Lebanon mengalami konflik berkepanjangan yang turut melibatkan kelompok pro-Palestina. Walau pemerintahnya menyatakan dukungan terhadap hak pengungsi Palestina, secara kebijakan mereka membatasi akses warga Palestina terhadap hak-hak sipil untuk mencegah pemukiman permanen.
Mesir, dengan statusnya sebagai negara Arab berpenduduk terbesar, dikenal sebagai salah satu pendukung utama Palestina. Mesir kerap menjadi penengah dalam konflik antara Hamas dan Israel, meskipun di saat yang sama menerapkan blokade terhadap Gaza, yang justru memperumit kondisi kemanusiaan di wilayah tersebut.
Uni Emirat Arab (UEA) mengubah haluan dengan menormalisasi hubungan dengan Israel pada 2020 melalui Kesepakatan Abraham, padahal sebelumnya menegaskan bahwa normalisasi hanya akan terjadi setelah Palestina merdeka. Kini, hubungan antara Abu Dhabi dan Tel Aviv terjalin erat, terutama dalam bidang ekonomi dan keamanan.
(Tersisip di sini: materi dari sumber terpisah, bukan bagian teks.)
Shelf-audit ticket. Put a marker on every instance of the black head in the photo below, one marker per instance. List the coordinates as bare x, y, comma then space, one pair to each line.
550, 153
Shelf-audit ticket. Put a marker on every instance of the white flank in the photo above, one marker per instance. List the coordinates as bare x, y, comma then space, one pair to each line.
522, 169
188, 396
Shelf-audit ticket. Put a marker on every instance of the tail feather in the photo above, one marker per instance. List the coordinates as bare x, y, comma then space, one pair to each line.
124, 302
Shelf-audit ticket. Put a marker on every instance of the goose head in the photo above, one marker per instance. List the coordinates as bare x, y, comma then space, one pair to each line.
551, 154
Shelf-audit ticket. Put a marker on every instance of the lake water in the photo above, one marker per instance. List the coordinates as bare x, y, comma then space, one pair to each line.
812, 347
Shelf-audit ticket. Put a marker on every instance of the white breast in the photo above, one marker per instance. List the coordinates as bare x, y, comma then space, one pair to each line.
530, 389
Sudan juga mengikuti langkah serupa dengan menyetujui normalisasi pada tahun yang sama, walaupun ada perlawanan dari kelompok sipil di dalam negeri.
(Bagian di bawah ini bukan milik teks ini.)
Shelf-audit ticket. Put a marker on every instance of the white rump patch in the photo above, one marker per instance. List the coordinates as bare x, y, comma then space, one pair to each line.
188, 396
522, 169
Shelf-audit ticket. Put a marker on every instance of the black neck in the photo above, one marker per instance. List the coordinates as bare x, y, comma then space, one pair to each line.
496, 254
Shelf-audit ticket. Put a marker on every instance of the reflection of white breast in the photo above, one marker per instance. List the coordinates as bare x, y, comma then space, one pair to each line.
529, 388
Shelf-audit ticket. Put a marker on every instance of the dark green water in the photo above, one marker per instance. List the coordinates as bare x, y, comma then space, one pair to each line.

Kuwait pernah menjadi pendukung kuat Palestina, namun hubungan memburuk setelah PLO menyatakan dukungan terhadap invasi Irak ke Kuwait pada 1990. Sejak itu, warga Palestina di negara tersebut mengalami perlakuan diskriminatif.
Irak, di bawah pemerintahan Saddam Hussein, memberikan keistimewaan bagi warga Palestina. Namun, pascarezim tersebut tumbang, warga Palestina mengalami berbagai bentuk kekerasan dan intimidasi dari kelompok-kelompok bersenjata lokal.
Arab Saudi, meski secara historis menjadi pendukung Palestina dan memprakarsai Inisiatif Perdamaian Arab tahun 2002, juga menunjukkan tanda-tanda mendekat ke Israel. Meski demikian, Riyadh menegaskan bahwa solusi dua negara tetap menjadi syarat utama sebelum menjalin hubungan resmi.
Secara keseluruhan, dukungan negara-negara Arab terhadap Palestina kini semakin terpecah. Beberapa memilih pendekatan pragmatis dengan membuka hubungan diplomatik dengan Israel, sementara lainnya tetap menyatakan dukungan walau lebih bersifat simbolis atau terbatas.